The Cult of Statistical Significance There is a new book called The Cult of Statistical Significance by Stephen T. Ziliak and Deirdre N. McCloskey which seems to be an important one to me. The book shows how many scientific disciplines rely way too much on the concept of statistical significance. I have read the book and I find it convincing. The authors show how the focus on statistical significance has taken away attention for 'real' significance. In other words: the focus on statistical significance often means that researchers fail to ask whether their findings matter. In statistics, a result is called statistically significant if it is unlikely to have occurred by chance. So testing for statistical significance is asking the question how likely it is that an effect exists.
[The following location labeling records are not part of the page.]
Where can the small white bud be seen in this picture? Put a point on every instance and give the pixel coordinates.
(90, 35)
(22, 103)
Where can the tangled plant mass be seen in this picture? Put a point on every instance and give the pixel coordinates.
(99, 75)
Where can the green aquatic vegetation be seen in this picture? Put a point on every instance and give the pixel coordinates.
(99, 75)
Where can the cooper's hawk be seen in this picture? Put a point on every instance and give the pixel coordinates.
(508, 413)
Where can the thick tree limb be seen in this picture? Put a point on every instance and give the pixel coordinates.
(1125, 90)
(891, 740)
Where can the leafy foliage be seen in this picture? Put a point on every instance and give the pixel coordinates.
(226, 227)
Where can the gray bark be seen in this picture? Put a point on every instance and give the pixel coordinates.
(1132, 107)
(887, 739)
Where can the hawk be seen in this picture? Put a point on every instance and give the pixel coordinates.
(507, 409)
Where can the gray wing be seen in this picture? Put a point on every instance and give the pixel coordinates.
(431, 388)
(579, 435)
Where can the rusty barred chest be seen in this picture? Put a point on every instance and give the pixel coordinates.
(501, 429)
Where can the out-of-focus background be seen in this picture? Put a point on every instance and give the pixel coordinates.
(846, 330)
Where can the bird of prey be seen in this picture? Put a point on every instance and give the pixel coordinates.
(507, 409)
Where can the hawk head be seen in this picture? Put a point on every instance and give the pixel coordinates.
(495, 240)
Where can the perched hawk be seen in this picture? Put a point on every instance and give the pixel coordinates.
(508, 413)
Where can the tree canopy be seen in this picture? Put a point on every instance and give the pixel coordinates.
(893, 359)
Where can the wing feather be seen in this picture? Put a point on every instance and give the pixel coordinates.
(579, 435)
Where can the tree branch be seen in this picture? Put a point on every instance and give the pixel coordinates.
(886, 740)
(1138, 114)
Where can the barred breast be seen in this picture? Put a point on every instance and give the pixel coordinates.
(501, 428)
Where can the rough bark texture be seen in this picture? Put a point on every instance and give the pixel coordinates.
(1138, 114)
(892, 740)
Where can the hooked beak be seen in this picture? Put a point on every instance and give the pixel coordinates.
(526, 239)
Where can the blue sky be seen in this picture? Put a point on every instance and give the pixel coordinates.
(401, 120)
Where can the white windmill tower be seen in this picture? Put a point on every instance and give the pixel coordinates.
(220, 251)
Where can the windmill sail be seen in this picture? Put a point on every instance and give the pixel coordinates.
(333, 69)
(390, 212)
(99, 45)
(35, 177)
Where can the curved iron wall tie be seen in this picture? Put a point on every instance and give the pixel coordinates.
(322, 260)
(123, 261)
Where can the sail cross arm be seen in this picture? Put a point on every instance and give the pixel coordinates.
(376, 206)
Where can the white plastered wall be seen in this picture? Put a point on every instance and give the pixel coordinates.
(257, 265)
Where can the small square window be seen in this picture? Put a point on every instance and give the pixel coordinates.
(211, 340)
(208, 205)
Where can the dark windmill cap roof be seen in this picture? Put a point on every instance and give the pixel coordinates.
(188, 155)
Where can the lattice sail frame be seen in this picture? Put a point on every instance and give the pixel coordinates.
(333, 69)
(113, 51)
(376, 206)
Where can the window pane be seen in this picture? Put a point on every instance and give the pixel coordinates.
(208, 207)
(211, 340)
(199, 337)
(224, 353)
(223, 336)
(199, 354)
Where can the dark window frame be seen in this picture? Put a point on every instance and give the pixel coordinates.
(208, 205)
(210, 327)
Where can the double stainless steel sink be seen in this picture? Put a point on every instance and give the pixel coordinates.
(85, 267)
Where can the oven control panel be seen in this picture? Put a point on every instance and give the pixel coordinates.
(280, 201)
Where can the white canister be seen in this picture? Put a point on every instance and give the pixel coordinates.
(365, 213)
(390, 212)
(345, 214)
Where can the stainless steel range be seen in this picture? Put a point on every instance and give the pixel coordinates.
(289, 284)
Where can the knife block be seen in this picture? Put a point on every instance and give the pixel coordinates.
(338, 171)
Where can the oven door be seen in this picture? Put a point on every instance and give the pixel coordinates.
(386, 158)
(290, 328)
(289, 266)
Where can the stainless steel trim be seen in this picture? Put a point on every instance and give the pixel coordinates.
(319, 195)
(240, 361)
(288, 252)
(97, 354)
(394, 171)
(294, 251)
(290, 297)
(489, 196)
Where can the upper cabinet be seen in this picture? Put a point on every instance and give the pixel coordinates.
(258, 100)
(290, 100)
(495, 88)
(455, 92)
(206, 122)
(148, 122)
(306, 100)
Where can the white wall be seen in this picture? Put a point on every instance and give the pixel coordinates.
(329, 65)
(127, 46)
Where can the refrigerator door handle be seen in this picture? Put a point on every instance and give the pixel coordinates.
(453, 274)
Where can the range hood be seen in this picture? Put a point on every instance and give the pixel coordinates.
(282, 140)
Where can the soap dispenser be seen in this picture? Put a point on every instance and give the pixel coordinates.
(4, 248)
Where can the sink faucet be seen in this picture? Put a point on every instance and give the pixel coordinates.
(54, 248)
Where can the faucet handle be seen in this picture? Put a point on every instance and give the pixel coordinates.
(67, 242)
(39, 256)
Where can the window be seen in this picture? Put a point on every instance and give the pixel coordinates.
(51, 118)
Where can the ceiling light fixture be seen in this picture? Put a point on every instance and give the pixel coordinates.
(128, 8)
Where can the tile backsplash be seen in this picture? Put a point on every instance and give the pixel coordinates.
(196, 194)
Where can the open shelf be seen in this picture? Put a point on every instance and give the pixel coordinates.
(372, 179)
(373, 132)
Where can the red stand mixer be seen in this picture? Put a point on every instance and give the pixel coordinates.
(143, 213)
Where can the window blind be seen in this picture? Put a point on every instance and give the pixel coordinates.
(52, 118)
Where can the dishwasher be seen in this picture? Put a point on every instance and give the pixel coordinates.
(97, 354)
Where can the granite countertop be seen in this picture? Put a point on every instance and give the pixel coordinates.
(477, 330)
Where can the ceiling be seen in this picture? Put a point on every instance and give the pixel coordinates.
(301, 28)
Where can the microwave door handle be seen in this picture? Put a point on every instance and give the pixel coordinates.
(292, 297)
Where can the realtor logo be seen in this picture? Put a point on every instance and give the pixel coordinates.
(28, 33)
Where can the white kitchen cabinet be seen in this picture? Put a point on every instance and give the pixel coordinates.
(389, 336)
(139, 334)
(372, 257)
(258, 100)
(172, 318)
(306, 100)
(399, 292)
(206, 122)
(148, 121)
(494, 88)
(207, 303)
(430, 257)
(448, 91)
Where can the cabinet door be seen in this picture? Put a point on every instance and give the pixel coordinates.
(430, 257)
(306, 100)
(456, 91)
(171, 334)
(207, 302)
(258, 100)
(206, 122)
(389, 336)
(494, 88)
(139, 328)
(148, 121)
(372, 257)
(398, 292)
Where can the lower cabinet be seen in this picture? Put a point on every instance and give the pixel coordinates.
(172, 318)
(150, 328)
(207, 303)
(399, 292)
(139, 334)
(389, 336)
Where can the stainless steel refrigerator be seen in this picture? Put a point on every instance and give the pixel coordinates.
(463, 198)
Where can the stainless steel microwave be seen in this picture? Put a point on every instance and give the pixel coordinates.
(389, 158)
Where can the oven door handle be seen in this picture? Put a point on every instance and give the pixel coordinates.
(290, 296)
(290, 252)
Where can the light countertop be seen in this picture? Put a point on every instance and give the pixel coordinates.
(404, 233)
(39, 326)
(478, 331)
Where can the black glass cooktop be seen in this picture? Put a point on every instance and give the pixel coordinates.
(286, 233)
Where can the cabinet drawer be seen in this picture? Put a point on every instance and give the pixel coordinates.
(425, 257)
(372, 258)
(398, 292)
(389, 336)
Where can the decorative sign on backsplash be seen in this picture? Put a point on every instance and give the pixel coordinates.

It tries to answer that question by looking at how precisely the effect can be measured. It does not answer at all how strong and important this effect is. And this latter question about the effect size is much more important from a scientific and a practical perspective. Statistical significance does not imply an effect is important, lack of statistical significance does not mean an effect is not important. You may ask: how can an effect be important that is not statistically significant? The answer to your question has to do with HOW a statistical significance test tries to answer the question of whether an effects does or not exist, which is by looking at HOW PRECISELY the (presumed) effect can be measured. There are circumstances in which an effect is important yet can not be measured precisely. This would be the case when there is a lot of variability in the effect. When an effect is strong YET highly variable (for instance ranging between 30 and 70), statistical significance tests say the effect cannot be measured precisely which can lead to the conclusion: not statistically significant. At the same time, a weaker effect with lower variability (for instance ranging between 4 and 5) could be measured more precisely, which might lead to the conclusion 'statistically significant'.
Mind you the book is NOT a plea against quantitative research nor statistical analysis. On the contrary. It is a plea for doing it and doing it right by bringing back focus on effect sizes in social science.